Grand Gateway Hotel ownership settles federal discrimination suit
The legal troubles surrounding the Grand Gateway Hotel in Rapid City, South Dakota have just gotten a little lighter. The embattled business settled one federal suit, but still faces two more.
The settlement agreement between the Department of Justice and the owning family of the Grand Gateway Hotel and Cheers Lounge in Rapid City comes over a year after the beginning of the saga.
The suits stem from owner Connie Uhre’s 2022 efforts to ban Native peoples from the businesses after an act of violence. This particular federal discrimination suit was brought by the Department of Justice after the incident. The settlement terms must be approved by the federal court for the District of South Dakota.
Under the agreement, Uhre will be removed from any role with the business for the next four years. Additionally, the company will hire a compliance officer, train employees and implement anti-discrimination policies while reaching out to South Dakota-based Native organizations.

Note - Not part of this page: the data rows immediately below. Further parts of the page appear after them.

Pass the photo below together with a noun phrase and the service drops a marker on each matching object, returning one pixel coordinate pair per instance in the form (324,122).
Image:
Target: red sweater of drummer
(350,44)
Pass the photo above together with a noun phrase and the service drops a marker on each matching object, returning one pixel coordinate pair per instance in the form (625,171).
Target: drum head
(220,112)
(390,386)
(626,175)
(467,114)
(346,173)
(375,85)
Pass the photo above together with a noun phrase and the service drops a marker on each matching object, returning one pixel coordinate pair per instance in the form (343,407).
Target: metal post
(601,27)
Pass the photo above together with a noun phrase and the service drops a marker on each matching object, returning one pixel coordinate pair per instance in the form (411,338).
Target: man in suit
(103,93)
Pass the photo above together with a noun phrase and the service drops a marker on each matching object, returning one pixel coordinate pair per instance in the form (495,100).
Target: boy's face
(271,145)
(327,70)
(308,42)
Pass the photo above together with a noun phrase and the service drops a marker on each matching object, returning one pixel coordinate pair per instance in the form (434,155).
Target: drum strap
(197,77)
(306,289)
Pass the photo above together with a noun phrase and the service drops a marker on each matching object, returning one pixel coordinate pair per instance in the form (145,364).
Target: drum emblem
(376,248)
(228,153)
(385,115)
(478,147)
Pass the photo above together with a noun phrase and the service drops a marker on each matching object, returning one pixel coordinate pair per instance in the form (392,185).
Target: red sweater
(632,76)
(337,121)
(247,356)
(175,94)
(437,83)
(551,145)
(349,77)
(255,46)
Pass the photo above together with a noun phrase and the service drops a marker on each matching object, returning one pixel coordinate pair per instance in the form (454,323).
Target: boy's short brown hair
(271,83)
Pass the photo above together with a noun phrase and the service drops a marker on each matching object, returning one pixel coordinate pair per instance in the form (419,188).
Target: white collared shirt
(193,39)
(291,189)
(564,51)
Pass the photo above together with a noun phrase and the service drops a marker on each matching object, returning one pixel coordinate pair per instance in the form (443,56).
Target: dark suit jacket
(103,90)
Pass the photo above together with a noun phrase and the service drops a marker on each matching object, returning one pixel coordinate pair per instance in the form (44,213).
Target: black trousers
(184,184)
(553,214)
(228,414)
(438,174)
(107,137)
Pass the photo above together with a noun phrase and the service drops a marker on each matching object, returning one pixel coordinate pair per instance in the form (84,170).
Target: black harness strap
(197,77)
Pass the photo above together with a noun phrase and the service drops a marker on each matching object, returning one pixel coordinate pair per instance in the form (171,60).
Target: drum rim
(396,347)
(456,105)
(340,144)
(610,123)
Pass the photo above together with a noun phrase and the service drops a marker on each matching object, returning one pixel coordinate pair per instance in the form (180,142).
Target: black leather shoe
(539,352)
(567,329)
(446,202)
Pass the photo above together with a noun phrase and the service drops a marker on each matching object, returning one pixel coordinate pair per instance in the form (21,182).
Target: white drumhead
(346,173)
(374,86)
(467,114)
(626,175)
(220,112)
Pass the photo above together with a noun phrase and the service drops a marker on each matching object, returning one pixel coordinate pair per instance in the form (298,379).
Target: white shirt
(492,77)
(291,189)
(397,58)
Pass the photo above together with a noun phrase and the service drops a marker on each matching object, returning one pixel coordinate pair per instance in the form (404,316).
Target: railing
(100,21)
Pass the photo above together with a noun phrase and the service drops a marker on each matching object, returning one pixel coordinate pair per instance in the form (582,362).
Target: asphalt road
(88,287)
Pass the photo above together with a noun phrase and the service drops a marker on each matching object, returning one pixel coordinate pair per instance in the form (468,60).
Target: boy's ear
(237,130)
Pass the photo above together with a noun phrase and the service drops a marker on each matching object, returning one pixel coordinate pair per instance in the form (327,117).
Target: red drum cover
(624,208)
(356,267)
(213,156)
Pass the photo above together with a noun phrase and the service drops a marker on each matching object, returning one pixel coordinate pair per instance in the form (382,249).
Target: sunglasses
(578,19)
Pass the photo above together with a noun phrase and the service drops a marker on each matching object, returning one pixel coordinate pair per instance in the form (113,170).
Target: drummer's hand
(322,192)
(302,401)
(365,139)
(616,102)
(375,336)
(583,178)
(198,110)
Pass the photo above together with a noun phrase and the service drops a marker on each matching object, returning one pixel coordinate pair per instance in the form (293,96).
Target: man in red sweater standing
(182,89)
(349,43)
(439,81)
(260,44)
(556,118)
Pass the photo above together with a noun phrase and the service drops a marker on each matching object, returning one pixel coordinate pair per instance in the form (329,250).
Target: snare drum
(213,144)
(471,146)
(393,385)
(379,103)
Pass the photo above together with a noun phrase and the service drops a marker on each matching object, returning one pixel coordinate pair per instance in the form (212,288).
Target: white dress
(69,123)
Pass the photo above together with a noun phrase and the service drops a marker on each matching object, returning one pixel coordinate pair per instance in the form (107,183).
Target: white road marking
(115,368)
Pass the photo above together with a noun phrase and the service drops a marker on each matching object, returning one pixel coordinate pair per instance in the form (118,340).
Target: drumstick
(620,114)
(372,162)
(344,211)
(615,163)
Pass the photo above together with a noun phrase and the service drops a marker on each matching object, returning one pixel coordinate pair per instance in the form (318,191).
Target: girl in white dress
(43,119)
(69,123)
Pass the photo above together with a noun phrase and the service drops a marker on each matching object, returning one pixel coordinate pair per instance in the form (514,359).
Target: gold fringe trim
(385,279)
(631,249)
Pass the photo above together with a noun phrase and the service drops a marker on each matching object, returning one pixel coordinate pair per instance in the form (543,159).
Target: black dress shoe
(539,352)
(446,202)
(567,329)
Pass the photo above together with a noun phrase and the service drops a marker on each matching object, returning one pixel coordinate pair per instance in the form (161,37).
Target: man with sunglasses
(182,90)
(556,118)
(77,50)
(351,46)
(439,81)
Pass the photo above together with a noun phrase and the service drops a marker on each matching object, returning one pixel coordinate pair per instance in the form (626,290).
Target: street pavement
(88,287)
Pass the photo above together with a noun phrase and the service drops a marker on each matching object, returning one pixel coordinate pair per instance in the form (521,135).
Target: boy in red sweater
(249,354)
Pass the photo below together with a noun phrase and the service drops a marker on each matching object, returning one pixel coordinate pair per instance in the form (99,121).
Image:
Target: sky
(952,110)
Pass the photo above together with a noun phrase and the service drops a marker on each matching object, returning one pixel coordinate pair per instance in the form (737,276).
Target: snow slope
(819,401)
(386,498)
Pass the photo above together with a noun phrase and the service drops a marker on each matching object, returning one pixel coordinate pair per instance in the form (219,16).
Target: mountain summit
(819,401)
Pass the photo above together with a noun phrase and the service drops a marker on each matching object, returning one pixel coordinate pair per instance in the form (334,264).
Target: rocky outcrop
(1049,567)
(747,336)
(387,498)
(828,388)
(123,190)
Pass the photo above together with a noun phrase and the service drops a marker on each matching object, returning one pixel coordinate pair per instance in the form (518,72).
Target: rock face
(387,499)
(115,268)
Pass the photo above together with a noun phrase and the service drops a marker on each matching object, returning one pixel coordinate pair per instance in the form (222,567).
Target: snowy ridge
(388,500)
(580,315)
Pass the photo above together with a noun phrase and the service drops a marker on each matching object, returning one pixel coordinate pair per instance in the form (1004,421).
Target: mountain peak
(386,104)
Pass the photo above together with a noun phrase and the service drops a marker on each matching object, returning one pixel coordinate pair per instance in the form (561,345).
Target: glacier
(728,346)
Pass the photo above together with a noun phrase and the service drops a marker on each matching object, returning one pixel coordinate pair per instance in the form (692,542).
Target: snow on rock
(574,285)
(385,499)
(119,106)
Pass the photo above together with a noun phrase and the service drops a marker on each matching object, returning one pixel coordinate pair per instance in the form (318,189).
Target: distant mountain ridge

Those trainings are required for all owners, directors, partners and employees of the Retsel Corporation - the hotel’s parent company - and will center around Title II protections which prohibit race-based discrimination in hospitality businesses.
Further, a written apology letter was published by the company’s board, largely made up of Uhre family members, acknowledging all Native peoples are welcome in their businesses. This letter will be sent to the presidents or chairpersons of each of South Dakota’s tribal nations and to 19 news publications around the nation.
The company has 60 days to comply with the terms of the settlement. The terms of the settlement and apology can be found here.
The two other ongoing lawsuits come from indigenous advocacy network NDN Collective and a Wisconsin family, who both allege the hotel denied Native people service illegally. Both of those suits are pending.
Representatives from the Retsel Corporation did not return request for comment.